TOUJOURS SOUS SURVEILLANCE
Car même si elles sont aujourd’hui relâchées, les accusations qui pèsent contre elles n’ont pas été abandonnées. D’abord soupçonnées de vouloir «chercher querelles» et de «provoquer des problèmes», des infractions passibles de cinq ans de prison, les cinq féministes sont, depuis peu de temps avant leur libération, finalement accusées de troubles à l’ordre public. Selon les avocat.e.s de certaines des militantes, les charges englobent non seulement l’action qu’elles prévoyaient de faire début mars, mais aussi un autre happening mené pour protester contre les violences domestiques. Désormais, elles risquent de rester sous surveillance policière pendant un an et ne pourront pas voyager hors du territoire sans en informer les autorités. Cette libération, aussi satisfaisante soit-elle, ne signifie donc pas que les cinq militantes sont complètement tirées d’affaires.
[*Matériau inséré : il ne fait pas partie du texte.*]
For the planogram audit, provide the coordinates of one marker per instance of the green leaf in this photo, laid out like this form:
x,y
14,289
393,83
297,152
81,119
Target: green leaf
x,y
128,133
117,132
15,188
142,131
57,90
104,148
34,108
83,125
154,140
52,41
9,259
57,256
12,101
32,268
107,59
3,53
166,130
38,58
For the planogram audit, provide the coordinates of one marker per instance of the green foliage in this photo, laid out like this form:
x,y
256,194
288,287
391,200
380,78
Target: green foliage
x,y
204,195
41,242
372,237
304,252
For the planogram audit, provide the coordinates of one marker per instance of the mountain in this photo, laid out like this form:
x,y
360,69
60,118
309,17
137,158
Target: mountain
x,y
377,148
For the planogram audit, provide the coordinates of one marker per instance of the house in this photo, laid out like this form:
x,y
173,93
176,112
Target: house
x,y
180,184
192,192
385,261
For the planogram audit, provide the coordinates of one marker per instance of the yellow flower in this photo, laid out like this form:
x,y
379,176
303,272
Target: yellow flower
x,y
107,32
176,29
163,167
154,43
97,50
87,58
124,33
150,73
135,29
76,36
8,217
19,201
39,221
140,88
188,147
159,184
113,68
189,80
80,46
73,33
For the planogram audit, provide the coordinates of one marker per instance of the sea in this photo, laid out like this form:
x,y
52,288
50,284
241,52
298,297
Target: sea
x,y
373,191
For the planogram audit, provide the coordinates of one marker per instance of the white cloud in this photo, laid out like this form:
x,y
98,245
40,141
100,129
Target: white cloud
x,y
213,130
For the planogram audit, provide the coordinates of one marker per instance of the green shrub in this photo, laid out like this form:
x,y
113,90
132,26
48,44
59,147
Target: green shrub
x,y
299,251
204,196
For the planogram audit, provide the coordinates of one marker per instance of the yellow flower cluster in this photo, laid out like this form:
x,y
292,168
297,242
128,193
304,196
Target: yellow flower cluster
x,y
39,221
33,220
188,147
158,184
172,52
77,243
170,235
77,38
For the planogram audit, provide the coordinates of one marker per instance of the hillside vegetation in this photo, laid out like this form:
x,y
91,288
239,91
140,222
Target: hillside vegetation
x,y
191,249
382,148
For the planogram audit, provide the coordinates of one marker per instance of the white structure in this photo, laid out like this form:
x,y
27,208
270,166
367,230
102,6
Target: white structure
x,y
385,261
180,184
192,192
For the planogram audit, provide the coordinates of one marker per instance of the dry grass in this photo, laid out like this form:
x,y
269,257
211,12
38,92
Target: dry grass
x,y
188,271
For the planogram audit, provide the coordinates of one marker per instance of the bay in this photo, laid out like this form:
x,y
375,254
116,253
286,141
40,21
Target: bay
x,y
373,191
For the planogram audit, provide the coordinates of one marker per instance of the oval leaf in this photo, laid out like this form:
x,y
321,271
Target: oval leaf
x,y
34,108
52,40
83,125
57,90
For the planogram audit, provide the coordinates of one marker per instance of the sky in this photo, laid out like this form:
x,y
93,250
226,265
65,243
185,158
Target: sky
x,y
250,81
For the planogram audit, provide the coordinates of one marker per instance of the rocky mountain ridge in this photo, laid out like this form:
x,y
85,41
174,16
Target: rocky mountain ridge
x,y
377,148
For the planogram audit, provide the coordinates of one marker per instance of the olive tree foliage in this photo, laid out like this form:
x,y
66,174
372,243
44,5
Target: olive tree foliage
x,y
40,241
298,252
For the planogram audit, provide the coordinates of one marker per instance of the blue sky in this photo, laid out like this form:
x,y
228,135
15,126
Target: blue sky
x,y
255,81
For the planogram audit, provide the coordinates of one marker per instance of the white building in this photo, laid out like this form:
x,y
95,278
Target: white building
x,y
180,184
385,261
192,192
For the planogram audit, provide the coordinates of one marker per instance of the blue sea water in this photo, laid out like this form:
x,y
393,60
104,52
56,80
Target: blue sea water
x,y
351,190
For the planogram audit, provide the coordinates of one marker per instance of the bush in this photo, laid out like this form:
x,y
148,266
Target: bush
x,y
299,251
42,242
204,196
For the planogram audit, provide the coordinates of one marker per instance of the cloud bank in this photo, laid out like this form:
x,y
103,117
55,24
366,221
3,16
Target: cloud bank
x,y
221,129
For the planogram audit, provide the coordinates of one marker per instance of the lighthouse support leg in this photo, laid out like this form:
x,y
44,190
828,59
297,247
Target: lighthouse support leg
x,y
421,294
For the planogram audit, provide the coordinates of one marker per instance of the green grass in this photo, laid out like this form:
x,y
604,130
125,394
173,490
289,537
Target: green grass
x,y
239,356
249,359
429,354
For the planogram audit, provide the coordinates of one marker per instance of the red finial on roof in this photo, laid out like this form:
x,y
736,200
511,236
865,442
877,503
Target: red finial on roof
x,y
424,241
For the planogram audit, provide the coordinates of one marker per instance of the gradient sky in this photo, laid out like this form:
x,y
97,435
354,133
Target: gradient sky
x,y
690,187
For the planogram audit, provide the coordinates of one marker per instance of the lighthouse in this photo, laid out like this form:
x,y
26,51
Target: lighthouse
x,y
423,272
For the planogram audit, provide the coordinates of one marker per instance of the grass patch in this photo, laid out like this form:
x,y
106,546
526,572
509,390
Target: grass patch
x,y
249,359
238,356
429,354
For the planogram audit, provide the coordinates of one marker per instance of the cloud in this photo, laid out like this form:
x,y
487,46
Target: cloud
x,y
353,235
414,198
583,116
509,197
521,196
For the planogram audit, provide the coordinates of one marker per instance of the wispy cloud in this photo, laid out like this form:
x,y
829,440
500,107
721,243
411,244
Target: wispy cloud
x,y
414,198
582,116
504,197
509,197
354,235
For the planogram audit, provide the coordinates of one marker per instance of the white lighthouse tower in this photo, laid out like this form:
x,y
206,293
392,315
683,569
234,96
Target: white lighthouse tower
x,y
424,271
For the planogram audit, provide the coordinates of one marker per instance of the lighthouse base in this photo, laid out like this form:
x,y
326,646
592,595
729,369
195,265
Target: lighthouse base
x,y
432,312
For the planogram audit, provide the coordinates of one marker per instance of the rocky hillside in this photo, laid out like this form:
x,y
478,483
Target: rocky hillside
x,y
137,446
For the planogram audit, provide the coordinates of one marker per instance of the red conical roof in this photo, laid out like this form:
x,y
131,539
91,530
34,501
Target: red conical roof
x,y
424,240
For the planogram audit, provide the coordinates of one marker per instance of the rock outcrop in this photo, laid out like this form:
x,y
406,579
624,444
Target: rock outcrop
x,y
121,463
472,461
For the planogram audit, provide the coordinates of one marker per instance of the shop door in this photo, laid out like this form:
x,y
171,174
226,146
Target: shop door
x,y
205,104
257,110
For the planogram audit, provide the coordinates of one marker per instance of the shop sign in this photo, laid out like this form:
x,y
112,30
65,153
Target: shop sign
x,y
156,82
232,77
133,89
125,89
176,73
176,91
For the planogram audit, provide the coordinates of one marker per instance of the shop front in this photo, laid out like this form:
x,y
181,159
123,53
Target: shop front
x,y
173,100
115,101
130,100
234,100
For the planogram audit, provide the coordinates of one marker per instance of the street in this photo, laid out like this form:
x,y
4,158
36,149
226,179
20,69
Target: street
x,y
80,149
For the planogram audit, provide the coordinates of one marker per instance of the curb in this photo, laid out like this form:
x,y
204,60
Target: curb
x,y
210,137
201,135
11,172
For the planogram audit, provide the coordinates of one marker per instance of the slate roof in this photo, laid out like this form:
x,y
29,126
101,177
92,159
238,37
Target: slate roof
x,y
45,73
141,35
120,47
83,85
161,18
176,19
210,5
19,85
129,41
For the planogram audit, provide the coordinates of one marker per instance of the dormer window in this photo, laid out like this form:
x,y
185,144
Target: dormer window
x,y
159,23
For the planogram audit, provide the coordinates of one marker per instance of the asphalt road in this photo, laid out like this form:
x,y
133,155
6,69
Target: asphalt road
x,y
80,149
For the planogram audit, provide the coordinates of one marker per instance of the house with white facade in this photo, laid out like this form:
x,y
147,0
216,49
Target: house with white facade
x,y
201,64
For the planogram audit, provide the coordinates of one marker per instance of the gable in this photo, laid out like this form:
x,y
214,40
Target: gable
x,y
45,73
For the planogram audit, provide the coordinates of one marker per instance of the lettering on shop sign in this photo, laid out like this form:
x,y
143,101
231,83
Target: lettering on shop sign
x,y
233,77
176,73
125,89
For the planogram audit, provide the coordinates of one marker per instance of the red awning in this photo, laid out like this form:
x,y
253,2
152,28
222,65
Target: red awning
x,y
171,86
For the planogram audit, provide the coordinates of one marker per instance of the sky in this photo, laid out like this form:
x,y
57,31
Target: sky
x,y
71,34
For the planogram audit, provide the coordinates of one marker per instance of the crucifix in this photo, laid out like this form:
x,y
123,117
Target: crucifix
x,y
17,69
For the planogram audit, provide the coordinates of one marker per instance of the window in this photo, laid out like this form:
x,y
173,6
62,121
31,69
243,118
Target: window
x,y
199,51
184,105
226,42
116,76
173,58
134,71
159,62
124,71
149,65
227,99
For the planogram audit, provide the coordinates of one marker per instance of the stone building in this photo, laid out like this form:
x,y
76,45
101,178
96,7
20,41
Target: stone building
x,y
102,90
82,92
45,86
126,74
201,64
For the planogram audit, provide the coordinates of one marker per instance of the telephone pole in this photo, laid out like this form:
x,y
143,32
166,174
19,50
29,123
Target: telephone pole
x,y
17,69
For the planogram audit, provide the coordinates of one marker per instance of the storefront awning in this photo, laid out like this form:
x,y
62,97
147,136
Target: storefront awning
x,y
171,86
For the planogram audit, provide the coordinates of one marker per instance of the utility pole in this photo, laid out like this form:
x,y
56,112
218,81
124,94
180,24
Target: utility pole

UNE ONG DANS LA LIGNE DE MIRE DU GOUVERNEMENT
En outre, une organisation de défense des droits humains qui a beaucoup milité pour la libération des cinq féministes, l’ONG Yirenping, est désormais dans le collimateur du gouvernement chinois. Ses locaux ont été perquisitionnés fin mars et le ministre des Affaires étrangères a promis des sanctions à son encontre. Pour la chercheuse Wang Zheng, le lien entre ces pressions et les arrestations est très clair: «Ils veulent briser Yirenping, a-t-elle affirmé dans une interview à China Change. Ces jeunes féministes sont affiliées à Yirenping où elles ont un groupe de travail sur l’égalité entre les genres. Les autorités ne veulent probablement pas faire trop de bruit en arrêtant la tête de Yirenping, alors elles ont gardé en détention ces jeunes femmes pour envoyer un message. Et elles ont réussi en terrorisant Yirenping. Une fois que ces jeunes féministes étaient en prison, toutes les personnes travaillant à Yirenping savaient de quoi il était question. Mais la police est tellement ignorante, et n’a aucune idée de la force que peuvent avoir les féministes dans le monde.»